La Francia di Mitterand, l'illuminista capo di stato erede di Voltaire, improvvisamente non vide niente, la luce si spense per lui e per i paesi occidentali, sino a negare non solo il verosimile, ma anche il plausibile, il vero, le montagne di cadaveri, per poi trincerarsi nell'indistinzione di una lettura interessata del genocidio: una guerra civile tra hutu e tutsi che si massacrano a vicenda, confondendo le responsabilità. Ma tale mossa non è solo una scorrettezza ad uso degli storici di domani, ma per un politico è una omissione colpevole che denota una scelta di campo a favore del genocidio, termine del resto mai usato da nessun diplomatico sino all'estate del 1994, quando la puzza dei cadaveri arrivò sino al palazzo di vetri dell'Onu a New York, stranamente bypassando Parigi - solo di recente l'ex Ministro degli esteri francese de Villepin, ora neo ministro dell'interno, ha chiesto ritualmente scusa e perdono per l'insufficienza dell'intervento umanitario a favore delle vittime ruandesi, senza per questo ammettere l'interesse francese affinché il genocidio si perpetrasse senza ostacoli.
Le responsabilità occidentali sono emerse ulteriormente di recente, quando la Francia ha tentato di addossare all'attuale presidente ruandese, Paul Kagame, la cui foto giganteggia in ogni ufficio pubblico, il ruolo di mandante dell'abbattimento dell'aereo presidenziale, sostenendo implicitamente il suo tornaconto personale e di fazione estera allo sterminio della "propria" popolazione. Evidentemente non suona strano, a chi enuncia tali ipotesi pure plausibili, il sacrificio di 800mila persone della "propria" nazione per salire al potere, e senza dotarsi di armi di distruzione di massa… Forse i paesi detentori dell'atomica quale mezzo di dominio planetario ne sanno qualcosa di più del misero Kagame, se assumono lo sterminio e il genocidio come suprema risorsa politica per assecondare la propria sete di potere!

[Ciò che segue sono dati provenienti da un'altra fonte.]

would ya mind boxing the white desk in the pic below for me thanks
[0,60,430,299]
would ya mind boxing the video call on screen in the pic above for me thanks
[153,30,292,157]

Oggi il Ruanda è un piccolo paese povero che sta cercando di risollevarsi nascondendo le ferite, proteso a ricostruire strade e scuole, a quanto è dato di vedere, promuovendo una coscienza nazionale che oltrepassi le distinzioni etniche, senza perpetuare l'uso tipicamente colonialista di usare ora l'uno, ora l'altro gruppo reciprocamente contro per eleggerlo partner locale nel condominio di potere e sfruttamento (i belgi furono apripista in questo, tra i regimi colonialisti più duri e criminali mai visti in Africa). Certo, le dimensioni del Ruanda e la quantità di abitanti rendono più agevole il compito e il controllo esercitato dall'élite al potere, specialmente dopo aver scaricato sul vicino gigante congolese i problemi dei genocidari, dei profughi, dei mercenari, consentendosi di scorazzare oltre confine per mantenere integro il proprio territorio dai possibili contraccolpi di una riappacificazione tutta ancora da provare a lungo termine.